Share transfer agent

Registered office

Name

  1. Promoters’ Directors’ track record especially with regard to insider trading, manipulation of share prices, unfair market practises (e.g. returning of share transfer documents under objection on frivolous grounds with a view to creating scarcity of floating stock, in the market causing unjust aberrations in the share prices, auctions, close-out, etc. (Depending upon the trading position of directors or the firms).
  2. If whereabouts of the company, its promoters directors are not available and even the letters sent by the Exchange return undelivered and the company fails top remain in touch with the Exchange.
  3. The company has become sick and unable to meet current debt obligations or to adequately finance operations, or has not paid interest on debentures for the last 2-3 years, or has become defunct,or there are no employees, or liquidator appointed, etc.
  4.  

  5. On the basis of the above norms and other relevant information available about the company, its promoters/directors, project, litigations, etc., a profile of the company should be prepared and then a decision on delisting should be taken by an Exchange.

 

B PROCEDURE

  1. The decision on delisting should be taken by a panel to be constituted by the Exchange comprising the following :

 

  1. Two directors/officers of the Exchange (one director to be a public representative),
  2. One representative of the investors
  3. One representative from the Central Government (Department of Company Affairs)/ Regional Director / Registrar of Companies
  4. One representative from SEBI.
  5. Executive Director / Secretary of the Exchange
  1. Adequate and wide public notice before delisting to be given through newspapers and on the notice board of the Exchange.
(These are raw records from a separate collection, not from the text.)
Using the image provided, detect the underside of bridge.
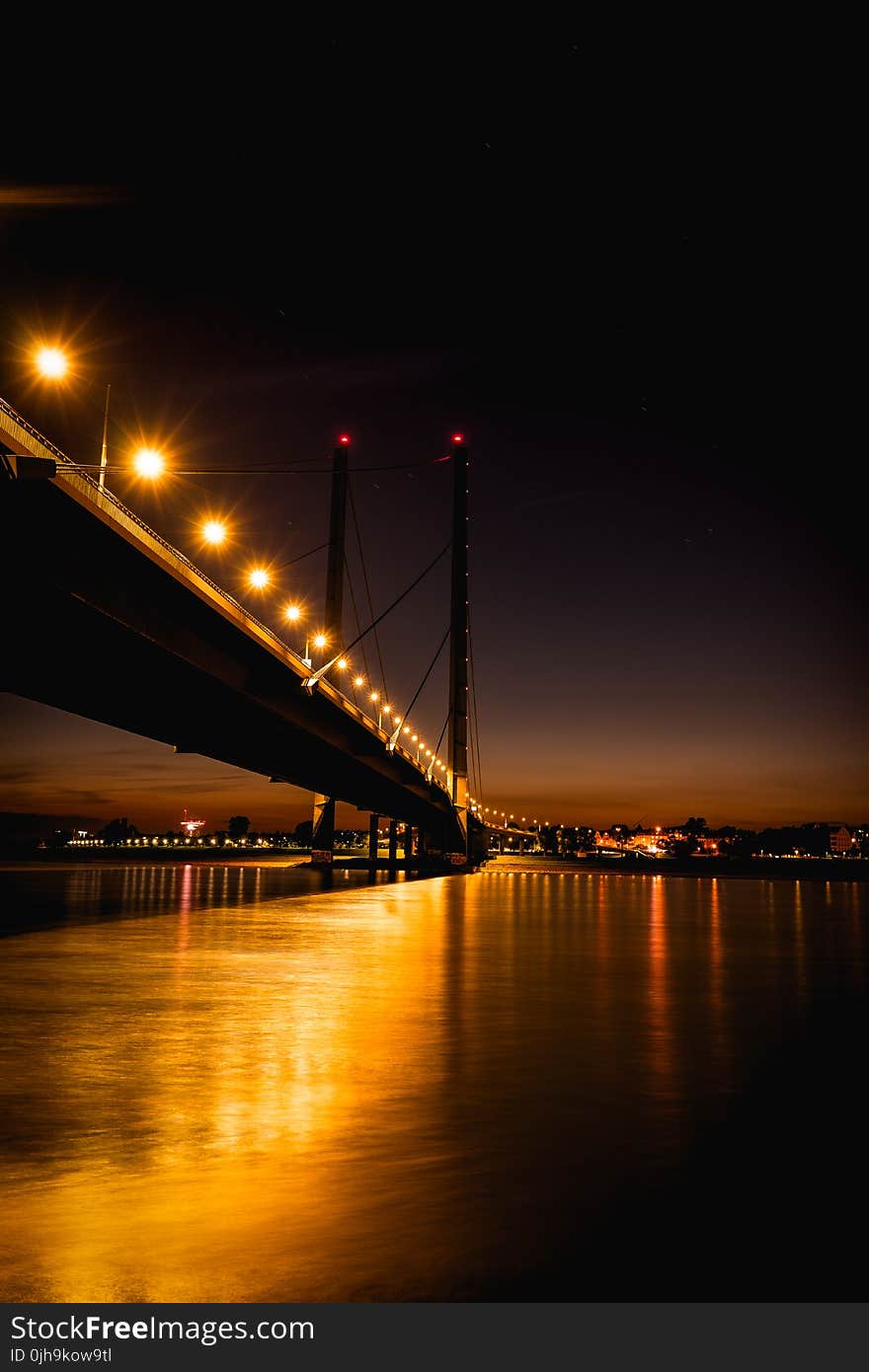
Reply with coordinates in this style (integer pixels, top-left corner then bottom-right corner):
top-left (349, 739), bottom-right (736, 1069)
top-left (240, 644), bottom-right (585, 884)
top-left (0, 475), bottom-right (467, 852)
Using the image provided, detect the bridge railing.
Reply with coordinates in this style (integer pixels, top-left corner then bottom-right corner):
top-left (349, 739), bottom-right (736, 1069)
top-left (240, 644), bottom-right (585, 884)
top-left (0, 397), bottom-right (449, 795)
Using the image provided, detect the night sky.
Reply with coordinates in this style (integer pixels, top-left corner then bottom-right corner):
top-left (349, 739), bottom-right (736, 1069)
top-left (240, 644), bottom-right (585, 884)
top-left (0, 55), bottom-right (869, 830)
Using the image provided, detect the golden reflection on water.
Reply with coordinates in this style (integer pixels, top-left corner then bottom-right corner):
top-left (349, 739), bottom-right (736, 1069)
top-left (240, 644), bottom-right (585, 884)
top-left (0, 863), bottom-right (865, 1301)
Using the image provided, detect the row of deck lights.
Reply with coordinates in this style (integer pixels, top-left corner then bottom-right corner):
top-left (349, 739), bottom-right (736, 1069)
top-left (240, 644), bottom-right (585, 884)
top-left (35, 347), bottom-right (460, 773)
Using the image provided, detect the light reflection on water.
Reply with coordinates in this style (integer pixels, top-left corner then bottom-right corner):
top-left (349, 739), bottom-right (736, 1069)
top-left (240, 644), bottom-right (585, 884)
top-left (0, 862), bottom-right (869, 1301)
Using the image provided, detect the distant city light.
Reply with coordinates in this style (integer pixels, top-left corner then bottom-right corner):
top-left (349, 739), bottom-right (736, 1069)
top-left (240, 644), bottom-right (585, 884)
top-left (201, 518), bottom-right (226, 545)
top-left (36, 347), bottom-right (69, 380)
top-left (133, 447), bottom-right (166, 482)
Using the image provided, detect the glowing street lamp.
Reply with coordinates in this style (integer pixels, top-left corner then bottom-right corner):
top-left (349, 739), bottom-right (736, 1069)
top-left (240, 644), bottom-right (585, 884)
top-left (132, 447), bottom-right (166, 486)
top-left (35, 347), bottom-right (112, 487)
top-left (36, 347), bottom-right (70, 381)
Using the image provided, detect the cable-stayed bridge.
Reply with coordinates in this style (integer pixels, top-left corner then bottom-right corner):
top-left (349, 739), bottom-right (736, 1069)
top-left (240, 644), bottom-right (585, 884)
top-left (0, 401), bottom-right (521, 867)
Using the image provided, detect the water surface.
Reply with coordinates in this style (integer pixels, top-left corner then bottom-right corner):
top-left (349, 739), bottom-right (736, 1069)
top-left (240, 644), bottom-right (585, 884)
top-left (0, 861), bottom-right (869, 1301)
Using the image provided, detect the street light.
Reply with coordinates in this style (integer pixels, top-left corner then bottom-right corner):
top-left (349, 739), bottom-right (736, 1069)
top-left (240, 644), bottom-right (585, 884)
top-left (35, 347), bottom-right (115, 489)
top-left (36, 347), bottom-right (70, 381)
top-left (132, 447), bottom-right (166, 486)
top-left (201, 518), bottom-right (226, 548)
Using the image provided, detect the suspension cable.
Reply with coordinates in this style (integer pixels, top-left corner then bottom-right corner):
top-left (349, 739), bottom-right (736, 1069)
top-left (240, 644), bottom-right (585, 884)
top-left (348, 481), bottom-right (390, 700)
top-left (335, 543), bottom-right (450, 653)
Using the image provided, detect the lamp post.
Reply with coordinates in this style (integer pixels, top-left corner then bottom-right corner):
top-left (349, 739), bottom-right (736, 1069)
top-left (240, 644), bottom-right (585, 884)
top-left (100, 381), bottom-right (112, 490)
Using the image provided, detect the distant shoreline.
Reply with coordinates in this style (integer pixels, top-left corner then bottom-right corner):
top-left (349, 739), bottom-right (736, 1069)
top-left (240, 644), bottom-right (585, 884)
top-left (0, 847), bottom-right (869, 880)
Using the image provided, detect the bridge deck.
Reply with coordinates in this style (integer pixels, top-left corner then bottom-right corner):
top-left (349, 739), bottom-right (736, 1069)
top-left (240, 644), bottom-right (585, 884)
top-left (0, 402), bottom-right (464, 849)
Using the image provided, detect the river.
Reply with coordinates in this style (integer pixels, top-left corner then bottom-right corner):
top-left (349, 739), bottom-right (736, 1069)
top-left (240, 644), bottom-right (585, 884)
top-left (0, 859), bottom-right (869, 1302)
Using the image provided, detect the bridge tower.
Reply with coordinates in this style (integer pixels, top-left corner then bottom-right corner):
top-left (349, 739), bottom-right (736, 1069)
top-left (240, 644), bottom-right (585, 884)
top-left (447, 433), bottom-right (468, 858)
top-left (310, 433), bottom-right (351, 867)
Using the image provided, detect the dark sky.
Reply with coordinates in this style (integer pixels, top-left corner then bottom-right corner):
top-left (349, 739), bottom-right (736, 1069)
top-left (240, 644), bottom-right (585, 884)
top-left (0, 50), bottom-right (869, 827)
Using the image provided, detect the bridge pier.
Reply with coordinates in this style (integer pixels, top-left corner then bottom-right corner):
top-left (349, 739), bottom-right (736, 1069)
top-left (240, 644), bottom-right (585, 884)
top-left (310, 796), bottom-right (335, 867)
top-left (368, 815), bottom-right (380, 876)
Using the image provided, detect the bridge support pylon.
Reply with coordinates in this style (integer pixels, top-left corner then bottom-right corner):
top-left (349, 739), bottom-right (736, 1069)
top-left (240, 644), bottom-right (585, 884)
top-left (390, 819), bottom-right (398, 872)
top-left (310, 796), bottom-right (335, 867)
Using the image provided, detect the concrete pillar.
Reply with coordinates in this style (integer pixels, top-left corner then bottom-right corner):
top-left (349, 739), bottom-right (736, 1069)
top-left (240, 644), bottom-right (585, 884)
top-left (310, 795), bottom-right (335, 867)
top-left (368, 815), bottom-right (380, 872)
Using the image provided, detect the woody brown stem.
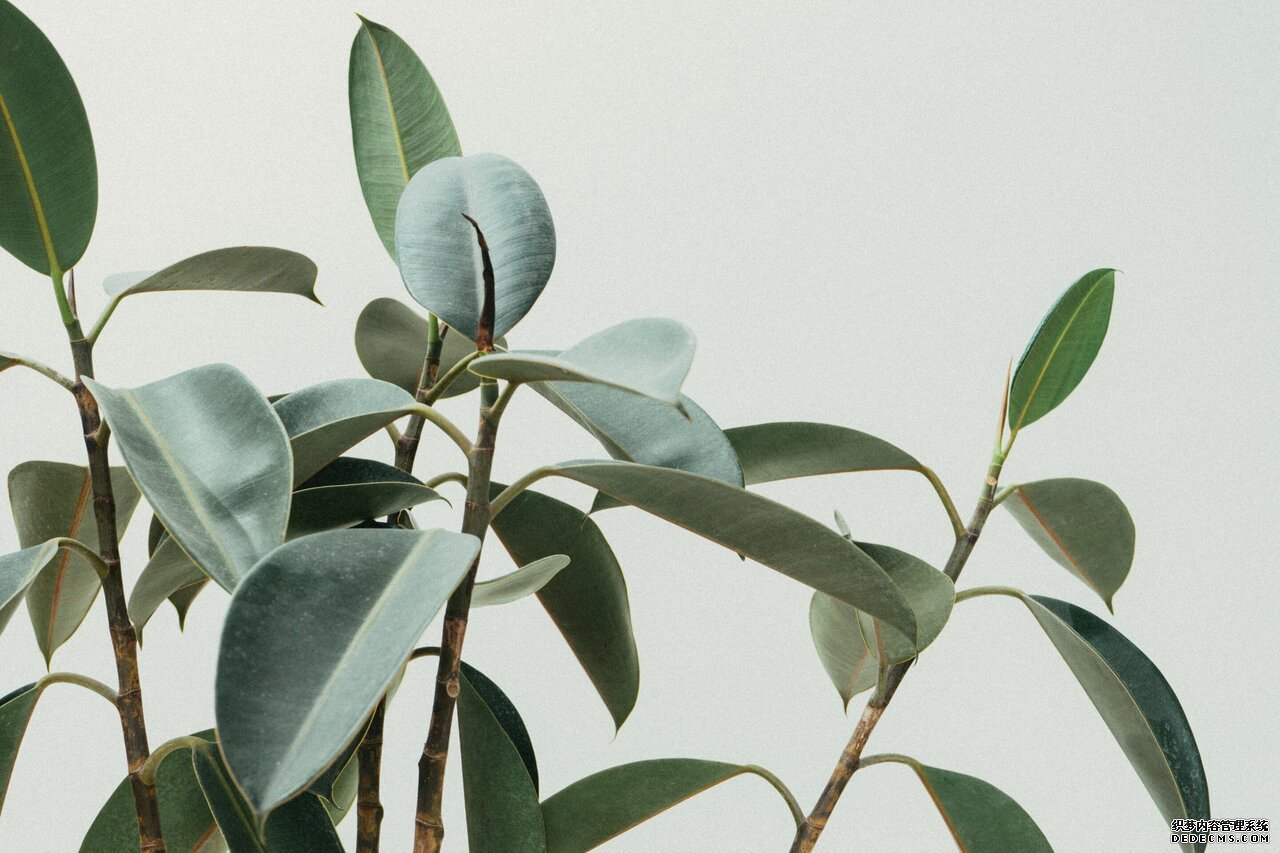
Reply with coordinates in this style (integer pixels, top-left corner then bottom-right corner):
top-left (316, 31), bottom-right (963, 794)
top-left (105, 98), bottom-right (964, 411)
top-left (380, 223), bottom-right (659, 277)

Publicity through press release and otherwise to be given so that the investors in all parts of the country are made aware of the proposed delisting.
  2. Due notice of delisting and intimation to the company as well as other Stock Exchanges where the company’s securities are listed to be given.
  3.  

  4. Notice of termination of the Listing Agreement to be given.
  5. An appeal against the decision of delisting may be made to the SEBI.